Friday, September 02, 2011
Wisconsin 101: Gardening for the incompetent
You guys, I am a failure. My gardens this year - flower and veg - are shite. Only a few of the flowers I planted from seed germinated and they are spindly and weak and gasping for air. The vegetables?
Oh for shame.
The chard grew about 4" and then stopped. It has not budged in a month. Yes, I have watered. I have had to water: we have had so little rain that I have mown the grass only once in the past month. Which is fine because I think grass is a waste of space.
The other good news about the lack of rain is that this is the first year since we moved in that our basement has not flooded. We are not missing that at all.
Speaking of grass, my neighbor moved, much to my dismay because 1. I like her and 2. her son is our cat-sitter.
Before she left, she asked me to take care of the next neighbors' yard: they are an elderly couple, he with a heart condition and she recovering from a broken hip. I have shoveled their sidewalk before because it is the neighborly thing to do. But I have not been in charge.

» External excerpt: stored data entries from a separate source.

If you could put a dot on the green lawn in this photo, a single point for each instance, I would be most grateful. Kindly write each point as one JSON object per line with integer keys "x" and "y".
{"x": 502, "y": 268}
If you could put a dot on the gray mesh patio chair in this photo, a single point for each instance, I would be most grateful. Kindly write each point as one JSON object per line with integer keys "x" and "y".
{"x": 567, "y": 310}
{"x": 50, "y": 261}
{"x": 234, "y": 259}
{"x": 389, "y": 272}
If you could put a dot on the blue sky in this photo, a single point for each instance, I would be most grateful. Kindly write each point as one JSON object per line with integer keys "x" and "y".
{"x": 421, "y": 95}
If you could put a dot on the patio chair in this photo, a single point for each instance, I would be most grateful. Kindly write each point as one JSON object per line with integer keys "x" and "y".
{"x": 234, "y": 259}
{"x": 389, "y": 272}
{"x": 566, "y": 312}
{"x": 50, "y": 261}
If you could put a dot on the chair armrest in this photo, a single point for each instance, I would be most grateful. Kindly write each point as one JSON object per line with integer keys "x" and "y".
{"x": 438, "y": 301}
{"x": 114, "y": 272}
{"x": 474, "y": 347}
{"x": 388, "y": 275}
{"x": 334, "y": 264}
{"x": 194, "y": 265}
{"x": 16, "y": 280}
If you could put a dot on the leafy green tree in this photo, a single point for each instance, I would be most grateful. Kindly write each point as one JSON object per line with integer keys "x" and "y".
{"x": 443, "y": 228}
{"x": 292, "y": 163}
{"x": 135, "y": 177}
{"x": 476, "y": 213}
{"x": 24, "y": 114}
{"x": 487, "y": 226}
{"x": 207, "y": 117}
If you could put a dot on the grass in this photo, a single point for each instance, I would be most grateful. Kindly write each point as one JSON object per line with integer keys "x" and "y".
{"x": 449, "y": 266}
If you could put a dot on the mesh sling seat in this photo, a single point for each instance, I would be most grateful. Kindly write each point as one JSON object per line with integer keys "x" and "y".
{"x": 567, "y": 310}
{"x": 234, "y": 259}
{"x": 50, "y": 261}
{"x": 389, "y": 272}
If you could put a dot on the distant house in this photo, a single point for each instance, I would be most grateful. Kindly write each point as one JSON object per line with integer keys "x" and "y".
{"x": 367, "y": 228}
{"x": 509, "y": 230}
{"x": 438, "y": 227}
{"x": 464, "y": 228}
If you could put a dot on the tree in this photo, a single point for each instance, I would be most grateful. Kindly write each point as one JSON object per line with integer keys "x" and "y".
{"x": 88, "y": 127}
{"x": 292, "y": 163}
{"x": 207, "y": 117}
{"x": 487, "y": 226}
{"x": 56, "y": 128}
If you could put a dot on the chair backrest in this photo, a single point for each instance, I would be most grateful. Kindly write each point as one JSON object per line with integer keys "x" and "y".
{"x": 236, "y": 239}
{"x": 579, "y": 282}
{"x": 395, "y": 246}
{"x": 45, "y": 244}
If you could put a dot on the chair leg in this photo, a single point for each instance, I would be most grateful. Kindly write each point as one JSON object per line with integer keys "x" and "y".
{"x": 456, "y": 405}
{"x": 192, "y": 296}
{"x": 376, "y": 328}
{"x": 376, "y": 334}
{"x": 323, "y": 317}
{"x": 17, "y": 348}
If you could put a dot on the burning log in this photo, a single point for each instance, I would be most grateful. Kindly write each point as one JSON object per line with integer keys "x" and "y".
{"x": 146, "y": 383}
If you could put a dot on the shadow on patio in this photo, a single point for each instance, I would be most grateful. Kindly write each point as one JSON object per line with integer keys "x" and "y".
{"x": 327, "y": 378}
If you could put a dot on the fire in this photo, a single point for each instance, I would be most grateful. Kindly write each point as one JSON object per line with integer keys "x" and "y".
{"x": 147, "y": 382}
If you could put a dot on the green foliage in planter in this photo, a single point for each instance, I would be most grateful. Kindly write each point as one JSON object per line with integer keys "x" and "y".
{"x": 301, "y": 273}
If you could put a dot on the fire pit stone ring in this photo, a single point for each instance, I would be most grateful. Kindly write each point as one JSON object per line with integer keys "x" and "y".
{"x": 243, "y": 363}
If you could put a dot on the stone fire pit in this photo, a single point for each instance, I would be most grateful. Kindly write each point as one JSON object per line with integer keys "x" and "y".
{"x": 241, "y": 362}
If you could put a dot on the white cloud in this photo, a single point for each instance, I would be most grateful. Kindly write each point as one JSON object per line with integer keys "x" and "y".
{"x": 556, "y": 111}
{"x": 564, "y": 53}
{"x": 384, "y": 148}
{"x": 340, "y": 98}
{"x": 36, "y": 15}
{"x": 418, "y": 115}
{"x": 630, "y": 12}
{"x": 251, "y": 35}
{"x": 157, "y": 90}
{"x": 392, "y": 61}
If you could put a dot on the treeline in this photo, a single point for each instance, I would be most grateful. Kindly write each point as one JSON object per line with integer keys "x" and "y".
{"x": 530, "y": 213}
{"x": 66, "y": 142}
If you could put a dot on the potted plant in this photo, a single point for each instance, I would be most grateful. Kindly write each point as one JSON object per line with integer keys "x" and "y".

But what do you say? No, those old people can fend for themselves?
The first time I was out mowing, the next next door neighbor said hello and said for me to give a shout anytime I needed help. I blew it: Instead of answering, Hey, anytime you think this grass needs to be cut, just come on over!, I just said OK. I do not want to be the in-charge person on this. I do not want to be the boss. On this. In other things, yes. But not on cutting the grass because I hate cutting grass. I hate it.
The elderly couple do have children who live in town, but apparently those kids don't feel an obligation to take care of their folks and their yard. Sad, although you never know what has happened in people's lives. The elderly people seem very nice, but what if they were complete jerk parents? Then I would say they are reaping what they sowed.
I had to mow again yesterday because nobody else jumped in. The grass was getting long and I was worried that Elderly Neighbor would just cut it himself and have a heart attack. But the next time I see the other neighbors out, I am going to say that all are welcome to cut.
Back to my garden. No rain. But I have watered. Still, almost nothing. Last year, I was giving away chard and tomatoes and zucchini and lettuce. This year, I am guarding my precious puny harvest with a shotgun. Well, if I had a gun I would be guarding with it.
I was going to blame it all on the weather and our awful cold spring and the late summer, but then I went to Medford to see family and discovered that my aunt, who had a heart attack the weekend she was going to stake her tomatoes, so that never got done and now the tomatoes are sprawled all over and slugs are eating half the fruit, still has a better garden than I do.
I feel inferior.
Fortunately, I also feel lucky. Because my aunt is extraordinarily generous and sent me home with a car full of produce. (And my cousin Angie, whose rice krispie treats with the pudding I stupidly declined, sent me home with a cooler full of venison bratwurst. Not many people are brat worthy. Brats are too hard for me to get.)
She sent basil, parsley, tomatoes and cucumbers. Then we went to the farmers market, where I loaded up on corn, maple syrup, blueberries and flowers.
This farmers market, BTW, has rural farmers market prices. None of those $8 a pint strawberries in northern Wisconsin. For $5, I got a quart of blueberries. Wild blueberries. Yes, that is correct. Wild. The little itty bitty kind that are a pain in the neck to pick.
I drove 253 miles with the aroma of basil filling the car. Not a bad way to travel.
I guess the trick is that if your garden is going to be crummy, be related to someone who has a good one.